• by Ray Schultz , February 25, 2019

Cyber security is lacking at many companies, judging by a pair of new studies.

For example, 83% of all security professionals believe sensitive data has been exposed by employees at their firms, according to a survey by Egress. 

This risk is partly attributable to the amount of unstructured data including emails, documents and files. But it can also be attributed to sloppy company practices.

For instance, 79% of organizations share personally identifiable information (PII) and/or sensitive business data internally without encryption. And 64% share this unencrypted data externally.

The technologies that lead to most data breaches are external emails such as Gmail and Yahoo (51%); corporate email (46%); file-sharing services (40%); collaboration tools such as Slack and Dropbox (38%); and SMS/messaging apps (35%).

The most common employee errors are accidental sharing/wrong email address (the Outlook Auto-Insert problem); email forwarding of sensitive data; sharing attachments with hidden content, and forwarding data to personal email accounts.

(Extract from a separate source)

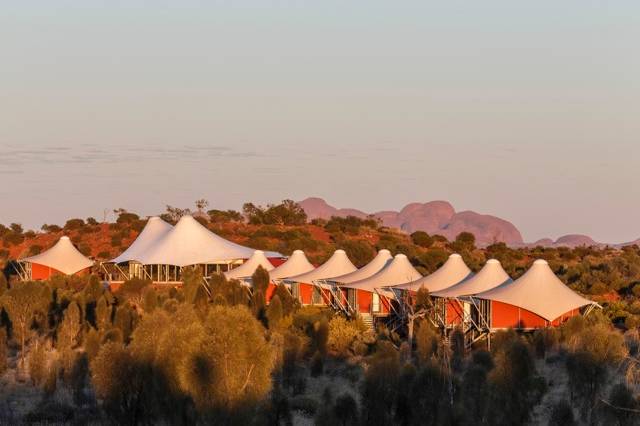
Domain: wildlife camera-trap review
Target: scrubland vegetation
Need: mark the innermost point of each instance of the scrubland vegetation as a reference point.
(72, 351)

Going forward, the respondents rate the following as the biggest threats:

• Malware and/ or ransomware — 48%
• External attacks from cybercriminals — 45%
• Accidental data breaches by employees — 40%
• Phishing and/or spear phishing — 39%
• Malicious internal breaches — 31%
• DDoS attacks — 22%

On the positive side, new regulations have prompted companies to:

• Implement new security policies — 59%
• Invest in new security technologies — 54%
• Invest in regular employee training — 52%
• Restrict the use of external data-sharing tools — 44%

Meanwhile, the 2019 EdgeWave Email Confidence Survey shows that 80% of IT professionals are confident in their current email security gateway’s ability to prevent phishing and other targeted email threats.

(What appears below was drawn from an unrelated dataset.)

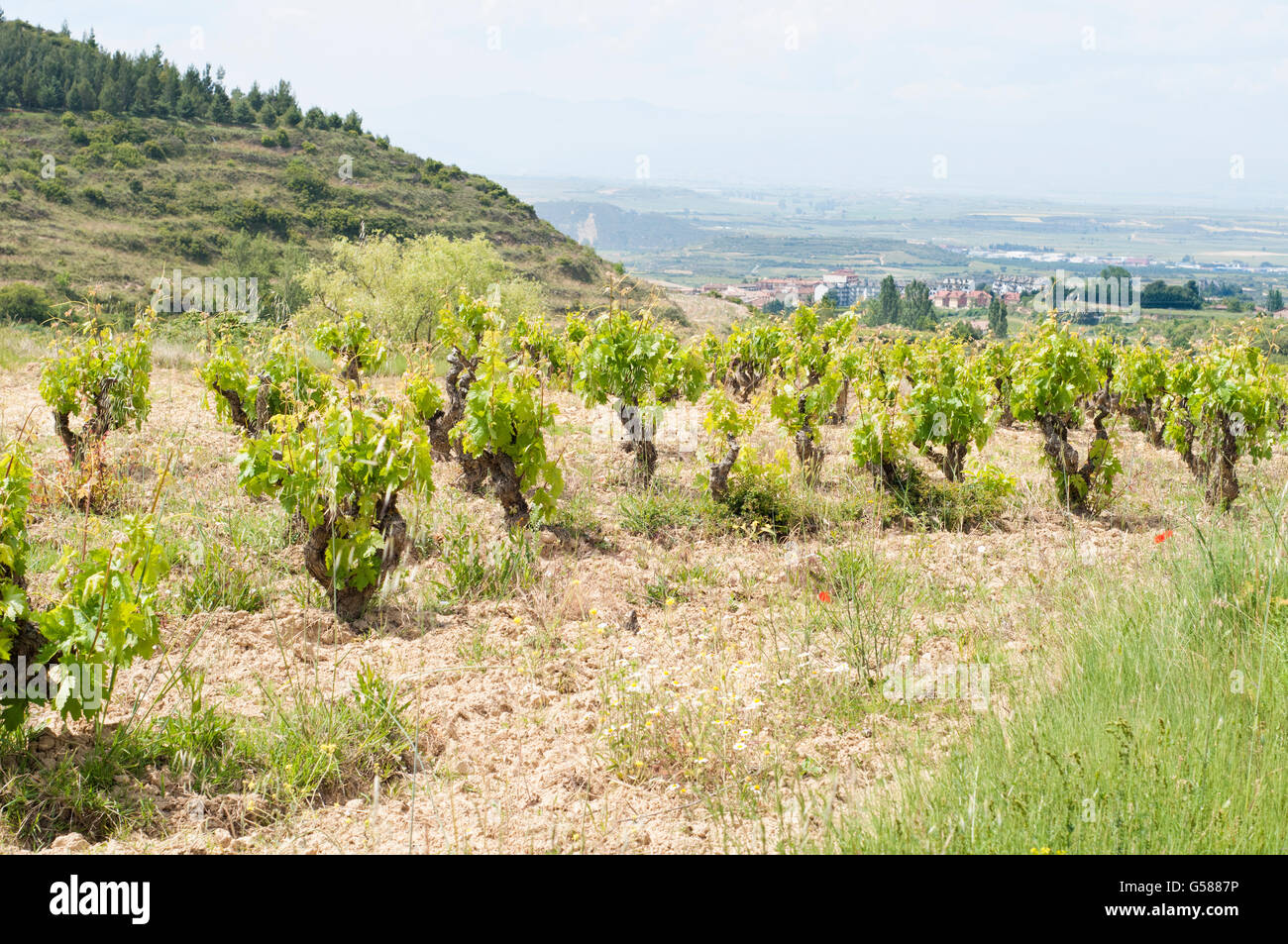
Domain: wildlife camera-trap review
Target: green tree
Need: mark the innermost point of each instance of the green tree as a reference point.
(888, 301)
(915, 310)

But the study says this confidence is misplaced. And of 300 individuals polled, 42% report that their firm recently was the victim of a phishing attack.

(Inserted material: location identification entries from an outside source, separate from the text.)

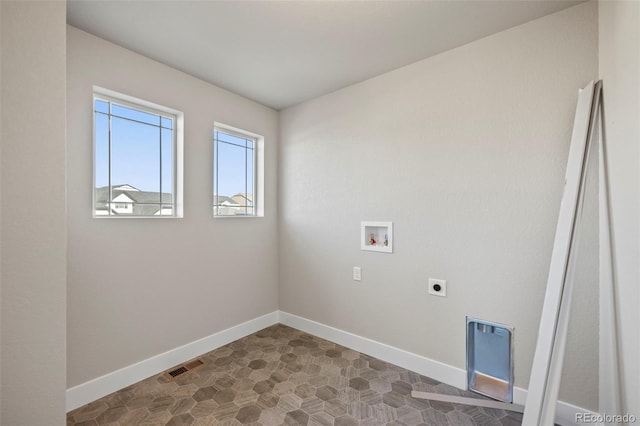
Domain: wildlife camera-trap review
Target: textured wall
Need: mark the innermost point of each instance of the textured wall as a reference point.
(620, 73)
(33, 213)
(139, 287)
(465, 152)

The large overlap between firms that were phished and those who believe their email security is adequate is a “baffling disconnect,” the study says.

Moreover, 50% say they aware not very confident that employees are reporting every phishing email they receive. Only 7% were very confident of this. Overall, 57% lack faith that employees are properly handling suspicious emails.

Of the C-level executives polled, including CIOs, 46% say their security team has assessed the threat level as “significant” or “major.” And 40% of the directors and administrations agree.

And while almost half of employees will report a phishing email, over 20% will delete it.